MEIN KAMPF reloaded

Den Nationalsozialismus erlebte ich zum ersten Mal im Alter von 5 Jahren: Man hatte mich aus dem Zimmer geworfen, weil ich, ein notorisch schlechter Verlierer, das „Mensch-Ärgere-Dich-Nicht“-Brett wutschnaubend vom Tisch gefegt hatte. Nun hörte ich, ins düstere Treppenhaus verbannt, aus einem Radio irgendwo im Dunklen einen zornbebenden Fleischerhund jaulen und bellen, vielleicht war’s auch ein brüllender Drache, ausgebrochen aus dem dunkelsten Kohlenkeller, vor dessen furchterregendem Knurren, Krächzen und Keuchen man sich nicht verstecken und dessen Fangzähnen man nicht entkommen konnte. Ich hatte furchtbare Angst, obwohl ich ganz genau wusste: Das war nur der deutscher Führer, der gerade die Feinde vernichtete…

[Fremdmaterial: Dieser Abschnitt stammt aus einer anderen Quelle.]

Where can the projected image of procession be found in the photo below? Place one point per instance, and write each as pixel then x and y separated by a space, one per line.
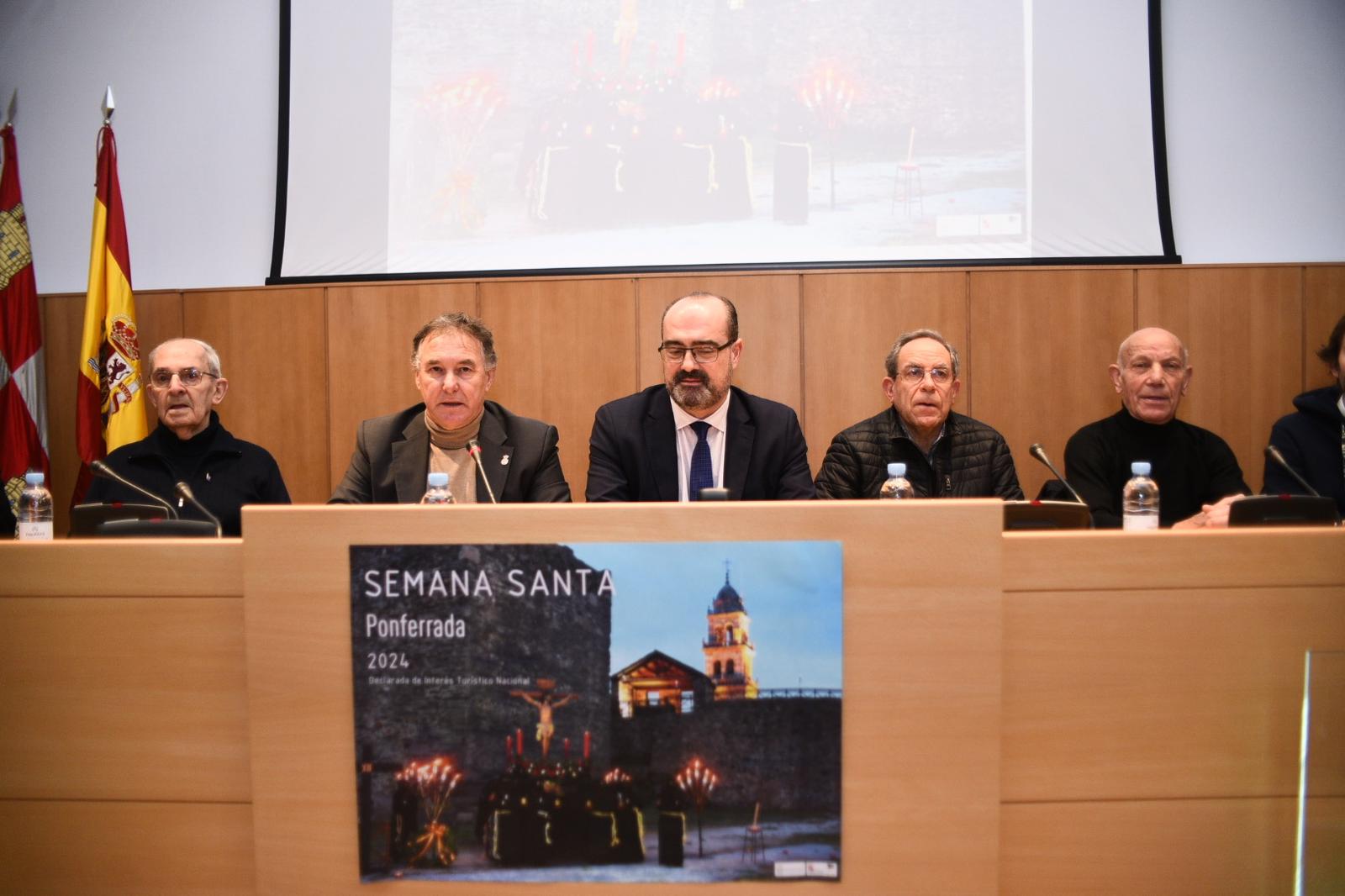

In den folgenden acht Jahrzehnten begegnete ich zu meiner Verwunderung immer wieder Gefolgsleuten dieses Brüllaffen. Nicht nur schmissigen Burschenschaftern und ihren strammen „alten Herren“, sondern Leuten aus allen Schichten und in den unterschiedlichsten Positionen: Vom Handwerker, der mühsam seinen SUV abzahlt und der schwäbischen Hausfrau, die ihre Spätzle in die Länge zieht, über die Schwadroneure am Kiosk im Thüringer Wald und die Chemnitzer Adolf-Hitler-Hooligans mitsamt ihren Kameraden in der sächsischen Justiz, bis hin zu den Landtags- und Bundestagsabgeordneten (beileibe nicht nur aus der AfD) mit ihrer SA-Mentalität und den Landräten und Bürgermeistern aus der nationalistisch – rassistischen Ecke. Sie alle legen größten Wert darauf, nicht als Nazis bezeichnet zu werden, sind es aber. Sie gebärden sich als überaus korrekte Bürger, entpuppen sich aber als Miniaturhitler, wenn sie mit ihren Wahnvorstellungen Stammtische, Vereine, Nachbarn und vor allem Leute, denen der Scheuerlappengeruch des Daseins stinkt, missionieren. Jeder kann diese Rechtsradikalen erkennen – wenn nicht an der 18 (AH) oder der 88 (Heil Hitler) auf ihrem Autokennzeichen, dann an ihrem Nazigequatsche (kursiv):

Für Hitler kam immer Deutschland zuerst.
Ausländer, vor allem Schwarze, durften sich damals nicht auf deutsche Kosten in Deutschland breit machen. Untermenschen ließ er aussortieren. Hitler sorgte für eine normale und wahrheitsgemäße Berichterstattung in den Medien.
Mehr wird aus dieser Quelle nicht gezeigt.